Subject: Re: OT: AI Nobel Prizes
Here's a conjecture, FWIW:
Chemistry Nobel:
The case for a chemistry Nobel for Baker (a biochemist), Hassabis and Jumper (both AI at DeepMind) was pretty clear. A long standing and important problem in computational biology is predicting how proteins fold given their amino acid sequence, and this was solved using AI as a tool and physical intuition. Baker had long been active and eminent in structure prediction, and his group went beyond, to design new sequences for new proteins to accomplish new tasks. The impact of the totality of this work, heavily involving AI, will probably be (literally) life-changing.
Physics Nobel:
Hopfield is a physicist, and while Hinton has some background in physics he is more of a polymath (his career associations have been as a computer scientist).

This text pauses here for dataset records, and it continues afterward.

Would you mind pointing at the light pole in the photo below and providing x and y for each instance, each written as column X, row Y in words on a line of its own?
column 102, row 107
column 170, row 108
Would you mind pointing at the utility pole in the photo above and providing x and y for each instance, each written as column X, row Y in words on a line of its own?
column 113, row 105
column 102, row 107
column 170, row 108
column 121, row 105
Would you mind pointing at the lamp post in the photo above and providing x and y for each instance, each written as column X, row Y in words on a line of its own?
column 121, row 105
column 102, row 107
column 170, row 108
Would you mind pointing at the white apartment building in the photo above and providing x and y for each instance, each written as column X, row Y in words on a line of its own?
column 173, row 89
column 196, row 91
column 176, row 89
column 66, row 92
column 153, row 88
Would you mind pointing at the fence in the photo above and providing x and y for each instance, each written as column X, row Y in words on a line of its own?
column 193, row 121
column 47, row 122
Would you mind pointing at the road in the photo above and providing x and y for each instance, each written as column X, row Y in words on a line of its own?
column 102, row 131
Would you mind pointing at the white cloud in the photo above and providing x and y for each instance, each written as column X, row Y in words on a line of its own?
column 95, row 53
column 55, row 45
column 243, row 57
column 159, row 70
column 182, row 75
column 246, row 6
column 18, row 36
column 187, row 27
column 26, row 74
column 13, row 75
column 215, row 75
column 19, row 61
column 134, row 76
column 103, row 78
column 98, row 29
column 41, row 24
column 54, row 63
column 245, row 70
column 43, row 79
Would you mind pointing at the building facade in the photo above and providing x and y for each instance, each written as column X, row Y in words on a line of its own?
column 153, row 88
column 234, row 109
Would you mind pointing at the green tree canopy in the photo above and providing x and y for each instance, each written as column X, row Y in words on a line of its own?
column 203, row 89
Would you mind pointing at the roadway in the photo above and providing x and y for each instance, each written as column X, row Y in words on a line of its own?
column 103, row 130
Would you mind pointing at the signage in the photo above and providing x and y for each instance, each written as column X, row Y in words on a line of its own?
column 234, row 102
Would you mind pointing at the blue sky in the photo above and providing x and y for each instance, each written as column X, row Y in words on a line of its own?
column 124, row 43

Hopfield's original neural net work relates to Ising models and spin glasses, stuff physicists understand. This lured a whole generation of physicists into neural networks, including me (I then got into computational biology, so I'm not expert on the technical details of the new "AI"s). Geoff Hinton doesn't have a classical physics background, e.g. a PhD in physics, but he thinks in a very physical way. For example, one of his earlier and very interesting work was on something called the Boltzman Machine, which is a stochastic neural net with a temperature. He later invented "deep learning" and other ways to make neural nets able to solve real world problems.
Conceivably the Nobel committee, having decided that the Chemistry prize would be awarded for solving protein folding and also to design new proteins using AI as tools, then felt the need to honor key people who made AI available. Some may consider the physics Nobel for Hopfield and Hinton a stretch, but there's a case to be made for it. Also the old divisions of science into physics, chemistry, etc are getting broken, both with cross-disciplinary work, and from basically creating entirely new fields.
BWDIK - I'm an old retired dog on the internet.